[ZODB-Dev] How expensive are savepoints?

Sat Jul 9 11:04:27 EDT 2005

[Christian Heimes]
> How expensive and costly are savepoints?

6, maybe 6.2, depending on the units you're using <wink>.  Seriously, how
can such a question be answered?  How expensive is math.log()?

> I wasn't able to find informations about it in the Zope docs.

Savepoints are very new, and AFAIK nobody has done timing experiments on
them.

> Are they as expensive as sub transactions or are they just using some CPU
> cycles?

Savepoints are a generalization of subtransactions (and subtransactions are
now implemented "on top of" savepoints), so if you think the cost of a
subtransaction was 100, the cost of a savepoint will be somewhere around 100
too.  Modified state has to be written to temp file(s) in either case, and
in such a way that it can be forgotten later if desired.

> I'm thinking about using savepoints in my migration code. The code is
> migrating a possible large amount of objects (hundreds up the tenth of
> thousands). I don't want the code to fail because the last object has an
> unicode decode issue.

This sounds like a good use for savepoints.

> Code example:
>
> for ob in objs:
>      savepoint = transaction.savepoint()
>      try:
>          migrate(ob)
>      except ConflictError:
>          raise
>      except:
>          log()
>          savepoint.rollback()
>
> If savepoints are costly I would create a new savepoint every 10 or 50
> objets.

If I were you, I'd just _try_ it, and fiddle as necessary until I was happy
with the tradeoffs I saw on my real data.  It's not possible to guess the
outcome; e.g., if "a typical call" to migrate() takes 10 seconds for your
objects, the time to make a savepoint will probably be relatively
insignificant; if migrate() takes a nanosecond, the time to make a savepoint
will be relatively huge.

I tried this code:

"""
# ...
# tedious setup code to open a database and hang `tree` off the
# root object
# ...

start = now()
for i in range(N):
    tree[i] = 2*i
    sv = transaction.savepoint() # "the savepoint line"
transaction.commit()
finish = now()
print finish - start
"""

with and without the savepoint line, where `tree` was an OOBTree and `N` was
1000, and it took 10x longer with the savepoint line.  This is probably
close to a worst case, because `tree[i] = 2*i` most often modifies the same
bucket it modified on the previous iteration, and taking a savepoint on each
iteration therefore requires writing out the full state for each bucket many
times (about 15 times each, in fact).  Without the savepoint line, each
bucket state is materialized to disk only once.

If I change it to an IIBTree, the discrepancy is even larger (about a factor
of 15), because IIBTrees tend to put many more (key, value) pairs in their
buckets than OOBTrees do, so each bucket state gets written out many more
times with the savepoint line (about 60 times each) than without.

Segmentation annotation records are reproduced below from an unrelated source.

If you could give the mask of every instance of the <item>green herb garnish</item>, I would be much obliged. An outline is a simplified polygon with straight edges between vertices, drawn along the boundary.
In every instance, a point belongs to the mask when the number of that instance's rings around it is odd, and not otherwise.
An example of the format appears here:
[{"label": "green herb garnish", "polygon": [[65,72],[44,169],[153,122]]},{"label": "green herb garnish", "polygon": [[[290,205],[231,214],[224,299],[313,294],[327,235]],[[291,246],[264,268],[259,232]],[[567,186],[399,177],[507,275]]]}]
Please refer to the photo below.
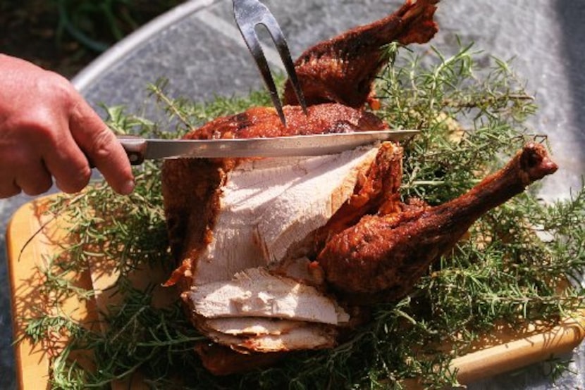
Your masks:
[{"label": "green herb garnish", "polygon": [[[507,62],[492,58],[492,68],[480,71],[472,45],[450,57],[434,49],[424,57],[403,51],[388,46],[388,65],[377,90],[378,113],[391,126],[427,129],[406,146],[405,197],[431,204],[450,200],[500,167],[526,140],[538,138],[524,125],[536,111],[534,99]],[[109,108],[113,128],[176,137],[217,115],[269,104],[264,92],[195,104],[167,96],[164,82],[150,88],[178,124],[178,133],[161,132],[156,124],[120,108]],[[496,324],[554,323],[585,306],[582,289],[565,283],[579,280],[585,265],[585,189],[568,201],[545,204],[531,187],[478,221],[407,298],[378,306],[374,320],[350,341],[330,351],[291,354],[266,370],[214,377],[192,351],[202,338],[179,303],[153,306],[154,286],[141,290],[130,282],[136,270],[172,267],[159,166],[148,163],[137,175],[138,187],[128,197],[97,183],[82,196],[53,205],[54,212],[71,215],[76,239],[66,248],[66,261],[49,262],[43,272],[51,276],[43,288],[59,297],[56,301],[72,294],[90,298],[91,291],[68,289],[67,275],[104,256],[118,260],[121,298],[103,313],[105,332],[84,327],[64,313],[39,311],[28,319],[27,336],[35,341],[51,332],[70,336],[52,361],[55,388],[108,387],[135,372],[153,388],[172,388],[178,379],[183,389],[391,389],[409,378],[443,388],[457,382],[450,361]],[[443,348],[447,344],[450,348]],[[69,358],[77,349],[92,351],[93,370]]]}]

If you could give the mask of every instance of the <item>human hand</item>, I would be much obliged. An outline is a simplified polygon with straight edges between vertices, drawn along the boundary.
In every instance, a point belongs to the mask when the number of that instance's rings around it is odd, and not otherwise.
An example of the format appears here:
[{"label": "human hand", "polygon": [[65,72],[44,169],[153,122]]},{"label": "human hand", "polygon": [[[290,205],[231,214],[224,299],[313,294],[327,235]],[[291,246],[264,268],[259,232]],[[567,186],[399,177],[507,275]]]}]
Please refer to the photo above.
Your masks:
[{"label": "human hand", "polygon": [[89,161],[117,192],[134,188],[115,135],[64,77],[0,54],[0,198],[89,182]]}]

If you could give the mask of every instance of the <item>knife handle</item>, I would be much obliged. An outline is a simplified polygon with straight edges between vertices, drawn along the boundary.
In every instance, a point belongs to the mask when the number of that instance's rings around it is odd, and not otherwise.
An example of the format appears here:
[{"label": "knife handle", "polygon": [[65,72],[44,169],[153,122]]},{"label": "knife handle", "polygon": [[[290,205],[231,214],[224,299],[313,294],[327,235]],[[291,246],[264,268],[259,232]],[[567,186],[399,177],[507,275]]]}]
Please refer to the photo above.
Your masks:
[{"label": "knife handle", "polygon": [[118,141],[124,148],[131,165],[140,165],[144,162],[147,148],[144,138],[135,135],[118,135]]}]

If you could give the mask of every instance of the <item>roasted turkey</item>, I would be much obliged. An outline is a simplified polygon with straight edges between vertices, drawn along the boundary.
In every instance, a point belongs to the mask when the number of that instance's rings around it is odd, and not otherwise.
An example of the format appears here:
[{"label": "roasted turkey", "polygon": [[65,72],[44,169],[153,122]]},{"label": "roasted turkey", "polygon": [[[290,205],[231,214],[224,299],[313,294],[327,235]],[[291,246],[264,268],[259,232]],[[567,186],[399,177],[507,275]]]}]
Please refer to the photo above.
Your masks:
[{"label": "roasted turkey", "polygon": [[[286,126],[271,108],[216,119],[187,139],[378,130],[364,106],[382,46],[424,43],[437,0],[319,43],[296,69],[309,103],[287,84]],[[553,173],[530,144],[500,171],[443,205],[400,201],[402,148],[384,142],[331,156],[165,162],[163,195],[176,285],[209,343],[195,347],[217,375],[270,364],[290,351],[327,348],[352,326],[355,302],[407,294],[429,265],[489,209]],[[358,305],[359,306],[359,305]]]}]

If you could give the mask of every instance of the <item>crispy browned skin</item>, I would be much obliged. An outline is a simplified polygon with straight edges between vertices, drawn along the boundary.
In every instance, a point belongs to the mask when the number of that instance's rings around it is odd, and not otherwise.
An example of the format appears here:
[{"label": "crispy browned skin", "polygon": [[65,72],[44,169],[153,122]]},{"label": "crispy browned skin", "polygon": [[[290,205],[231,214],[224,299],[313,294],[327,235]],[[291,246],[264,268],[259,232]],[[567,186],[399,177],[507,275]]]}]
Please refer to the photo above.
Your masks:
[{"label": "crispy browned skin", "polygon": [[[396,12],[347,31],[305,51],[295,63],[309,106],[338,102],[362,107],[384,63],[382,46],[393,42],[425,43],[437,32],[433,21],[438,0],[409,0]],[[287,82],[286,104],[298,104]]]},{"label": "crispy browned skin", "polygon": [[364,217],[319,254],[326,279],[342,291],[383,291],[385,299],[398,299],[477,218],[557,168],[542,145],[531,143],[502,170],[451,201]]},{"label": "crispy browned skin", "polygon": [[298,106],[285,106],[286,127],[271,107],[254,107],[235,115],[219,118],[185,138],[253,138],[318,133],[344,133],[386,130],[375,115],[337,103],[312,106],[304,115]]},{"label": "crispy browned skin", "polygon": [[[285,106],[284,112],[286,127],[273,108],[257,107],[212,120],[185,138],[251,138],[388,128],[374,114],[337,103],[309,107],[307,115],[299,106]],[[209,244],[209,231],[218,207],[221,184],[226,172],[237,163],[237,159],[230,158],[180,158],[165,162],[163,196],[171,247],[178,262],[186,260],[180,275],[189,270],[190,259],[195,258]]]}]

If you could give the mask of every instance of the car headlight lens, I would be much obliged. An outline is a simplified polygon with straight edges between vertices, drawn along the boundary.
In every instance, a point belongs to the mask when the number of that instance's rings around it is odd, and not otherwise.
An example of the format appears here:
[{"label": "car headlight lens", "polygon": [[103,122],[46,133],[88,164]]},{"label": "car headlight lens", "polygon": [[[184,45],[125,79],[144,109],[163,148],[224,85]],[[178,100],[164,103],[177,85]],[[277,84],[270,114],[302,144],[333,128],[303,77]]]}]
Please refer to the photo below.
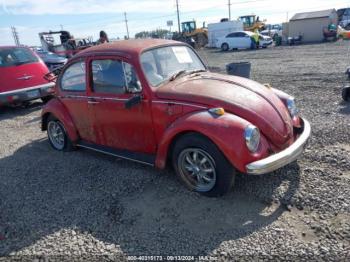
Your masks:
[{"label": "car headlight lens", "polygon": [[260,131],[256,126],[249,125],[244,130],[244,138],[249,151],[255,153],[260,143]]},{"label": "car headlight lens", "polygon": [[295,104],[294,97],[287,99],[287,108],[291,117],[295,117],[298,115],[298,108],[297,108],[297,105]]}]

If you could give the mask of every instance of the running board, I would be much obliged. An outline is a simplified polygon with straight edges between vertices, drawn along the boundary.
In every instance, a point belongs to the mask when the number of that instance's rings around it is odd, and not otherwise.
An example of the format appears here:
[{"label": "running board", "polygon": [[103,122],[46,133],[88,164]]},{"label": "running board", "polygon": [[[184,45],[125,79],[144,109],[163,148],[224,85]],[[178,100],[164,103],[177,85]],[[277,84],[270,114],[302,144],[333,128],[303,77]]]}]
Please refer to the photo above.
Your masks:
[{"label": "running board", "polygon": [[100,152],[106,155],[131,160],[131,161],[149,165],[149,166],[154,166],[154,163],[156,160],[155,155],[145,154],[145,153],[136,153],[136,152],[131,152],[123,149],[114,149],[108,146],[95,145],[85,141],[79,141],[77,146],[90,149],[96,152]]}]

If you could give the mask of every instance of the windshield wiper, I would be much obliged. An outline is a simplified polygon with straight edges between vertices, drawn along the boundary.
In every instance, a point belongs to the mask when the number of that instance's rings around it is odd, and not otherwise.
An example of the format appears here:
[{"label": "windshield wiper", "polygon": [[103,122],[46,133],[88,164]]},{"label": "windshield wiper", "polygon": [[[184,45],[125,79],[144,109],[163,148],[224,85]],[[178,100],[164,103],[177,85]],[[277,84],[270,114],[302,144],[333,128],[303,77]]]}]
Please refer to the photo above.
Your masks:
[{"label": "windshield wiper", "polygon": [[189,73],[196,74],[196,73],[201,73],[201,72],[207,72],[207,70],[206,69],[197,69],[197,70],[192,70]]},{"label": "windshield wiper", "polygon": [[173,75],[169,78],[169,81],[174,81],[177,77],[179,77],[179,76],[182,75],[183,73],[186,73],[186,70],[180,70],[179,72],[176,72],[175,74],[173,74]]}]

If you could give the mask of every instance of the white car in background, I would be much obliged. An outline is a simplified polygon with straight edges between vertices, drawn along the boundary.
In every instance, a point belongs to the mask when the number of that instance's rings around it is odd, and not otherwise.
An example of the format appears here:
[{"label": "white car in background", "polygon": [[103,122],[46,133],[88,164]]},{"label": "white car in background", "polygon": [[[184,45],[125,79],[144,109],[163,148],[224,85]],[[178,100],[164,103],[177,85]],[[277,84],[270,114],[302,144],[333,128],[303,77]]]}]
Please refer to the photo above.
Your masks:
[{"label": "white car in background", "polygon": [[254,41],[255,33],[250,31],[238,31],[233,32],[225,37],[218,38],[216,41],[216,47],[221,48],[222,51],[228,51],[232,49],[255,49],[257,47],[264,47],[272,44],[272,38],[259,34],[258,46]]},{"label": "white car in background", "polygon": [[266,48],[269,45],[272,45],[273,40],[271,37],[259,34],[259,47]]},{"label": "white car in background", "polygon": [[266,29],[260,33],[262,35],[270,36],[274,39],[277,36],[282,36],[282,30],[283,28],[281,24],[266,25]]}]

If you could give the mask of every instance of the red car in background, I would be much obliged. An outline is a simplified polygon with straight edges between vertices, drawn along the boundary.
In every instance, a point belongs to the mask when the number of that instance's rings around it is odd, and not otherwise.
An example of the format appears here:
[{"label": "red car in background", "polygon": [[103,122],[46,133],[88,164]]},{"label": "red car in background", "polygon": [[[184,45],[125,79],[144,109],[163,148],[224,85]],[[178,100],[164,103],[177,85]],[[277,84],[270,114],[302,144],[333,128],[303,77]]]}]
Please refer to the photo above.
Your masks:
[{"label": "red car in background", "polygon": [[54,92],[54,84],[44,79],[45,63],[27,47],[0,47],[0,106],[41,98]]},{"label": "red car in background", "polygon": [[126,40],[75,55],[42,111],[59,151],[87,148],[165,168],[190,190],[226,193],[237,171],[261,175],[295,161],[310,124],[294,98],[210,72],[190,46]]}]

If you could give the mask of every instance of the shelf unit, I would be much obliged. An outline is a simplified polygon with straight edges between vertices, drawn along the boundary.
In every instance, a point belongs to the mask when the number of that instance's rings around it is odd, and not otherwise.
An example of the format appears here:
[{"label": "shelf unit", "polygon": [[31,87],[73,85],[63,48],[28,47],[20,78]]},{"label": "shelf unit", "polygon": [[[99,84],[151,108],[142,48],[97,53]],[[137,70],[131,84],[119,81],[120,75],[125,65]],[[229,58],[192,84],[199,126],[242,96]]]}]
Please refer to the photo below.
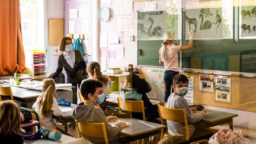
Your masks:
[{"label": "shelf unit", "polygon": [[33,50],[30,59],[30,62],[27,65],[27,71],[32,73],[36,78],[46,77],[46,53],[43,50]]}]

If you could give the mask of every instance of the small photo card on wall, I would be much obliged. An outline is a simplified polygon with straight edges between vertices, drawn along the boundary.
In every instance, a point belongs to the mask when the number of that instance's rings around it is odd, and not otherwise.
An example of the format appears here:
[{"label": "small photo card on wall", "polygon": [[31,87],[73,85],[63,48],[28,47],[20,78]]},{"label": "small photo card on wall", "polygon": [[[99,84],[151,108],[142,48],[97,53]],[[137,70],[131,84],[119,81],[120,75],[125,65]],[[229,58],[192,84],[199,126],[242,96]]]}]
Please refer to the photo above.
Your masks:
[{"label": "small photo card on wall", "polygon": [[215,78],[215,100],[231,102],[231,79],[217,76]]},{"label": "small photo card on wall", "polygon": [[199,91],[213,92],[213,75],[199,75]]}]

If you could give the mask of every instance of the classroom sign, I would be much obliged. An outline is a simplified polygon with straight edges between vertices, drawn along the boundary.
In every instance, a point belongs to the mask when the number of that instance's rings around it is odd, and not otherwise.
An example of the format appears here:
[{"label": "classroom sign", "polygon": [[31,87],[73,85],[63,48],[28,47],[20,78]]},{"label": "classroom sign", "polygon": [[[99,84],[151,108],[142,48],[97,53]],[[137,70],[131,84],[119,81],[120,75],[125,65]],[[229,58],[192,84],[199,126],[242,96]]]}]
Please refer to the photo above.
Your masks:
[{"label": "classroom sign", "polygon": [[162,99],[165,92],[164,71],[162,69],[148,69],[146,79],[152,89],[151,91],[147,94],[148,96]]},{"label": "classroom sign", "polygon": [[187,76],[188,79],[188,91],[184,96],[184,98],[188,103],[194,103],[194,74],[190,73],[185,73],[184,75]]},{"label": "classroom sign", "polygon": [[199,75],[199,91],[213,92],[213,75]]},{"label": "classroom sign", "polygon": [[216,77],[215,78],[215,100],[216,101],[231,102],[231,78]]}]

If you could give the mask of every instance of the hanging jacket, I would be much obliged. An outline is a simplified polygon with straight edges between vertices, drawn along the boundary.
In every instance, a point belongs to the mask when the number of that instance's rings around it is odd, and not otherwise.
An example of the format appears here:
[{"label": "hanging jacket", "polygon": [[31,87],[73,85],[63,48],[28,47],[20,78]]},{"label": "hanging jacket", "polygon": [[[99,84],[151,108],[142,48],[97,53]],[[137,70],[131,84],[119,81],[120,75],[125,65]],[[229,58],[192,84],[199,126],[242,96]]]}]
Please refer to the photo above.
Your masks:
[{"label": "hanging jacket", "polygon": [[84,50],[82,48],[80,39],[79,38],[76,38],[73,41],[73,49],[78,50],[81,53],[82,57],[84,57]]}]

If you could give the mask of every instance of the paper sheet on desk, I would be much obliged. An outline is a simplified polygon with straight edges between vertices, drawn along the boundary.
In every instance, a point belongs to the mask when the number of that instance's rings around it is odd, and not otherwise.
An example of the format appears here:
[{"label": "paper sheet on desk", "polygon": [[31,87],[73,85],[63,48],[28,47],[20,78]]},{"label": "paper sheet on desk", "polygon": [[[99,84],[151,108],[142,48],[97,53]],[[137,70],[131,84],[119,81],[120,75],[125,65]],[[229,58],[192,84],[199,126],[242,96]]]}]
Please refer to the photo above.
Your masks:
[{"label": "paper sheet on desk", "polygon": [[61,107],[60,108],[60,109],[62,113],[71,111],[73,110],[73,108],[69,107]]}]

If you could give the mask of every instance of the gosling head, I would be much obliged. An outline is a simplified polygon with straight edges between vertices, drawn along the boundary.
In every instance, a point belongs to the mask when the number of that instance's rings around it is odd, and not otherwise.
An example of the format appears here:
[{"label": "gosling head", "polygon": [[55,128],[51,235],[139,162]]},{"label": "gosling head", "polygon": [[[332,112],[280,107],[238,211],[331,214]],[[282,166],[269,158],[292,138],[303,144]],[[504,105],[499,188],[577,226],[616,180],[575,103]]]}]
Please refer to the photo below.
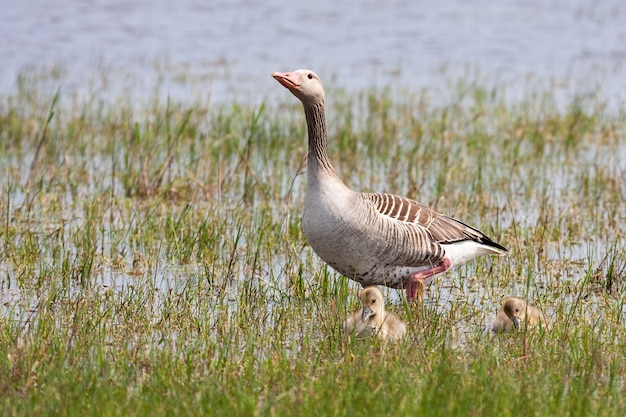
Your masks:
[{"label": "gosling head", "polygon": [[511,319],[516,330],[520,330],[522,322],[526,320],[527,308],[526,301],[517,297],[507,298],[502,306],[502,310]]},{"label": "gosling head", "polygon": [[378,287],[367,287],[361,291],[361,303],[363,304],[363,312],[361,320],[367,321],[370,318],[382,317],[385,309],[383,293]]}]

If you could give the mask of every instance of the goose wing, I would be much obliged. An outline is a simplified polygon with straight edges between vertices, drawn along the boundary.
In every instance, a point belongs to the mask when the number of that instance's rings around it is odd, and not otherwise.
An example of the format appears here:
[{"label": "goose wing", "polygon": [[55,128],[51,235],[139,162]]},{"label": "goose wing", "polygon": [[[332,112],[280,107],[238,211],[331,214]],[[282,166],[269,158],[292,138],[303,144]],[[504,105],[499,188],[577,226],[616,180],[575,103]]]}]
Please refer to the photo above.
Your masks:
[{"label": "goose wing", "polygon": [[459,220],[438,213],[415,200],[386,193],[364,194],[383,216],[410,223],[424,230],[432,243],[453,244],[462,241],[474,241],[505,253],[503,246],[492,241],[480,230]]}]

OTOH, if your idea of migrate() doesn't make changes to the same containers
(or other persistent objects) across iterations, the discrepancy should get
smaller, approaching a factor of 1.0 in the limit (if no two iterations
modify the same persistent object).  It's not possible to quantify that in
advance without knowing everything about your objects, your containers, and
all the details involved in what your migrate() does.

Of course if this is a one-time migration, I wouldn't worry about expense at
all -- for all I know, it took me longer to write this reply than it will
take you to run the migration script <0.6 wink>.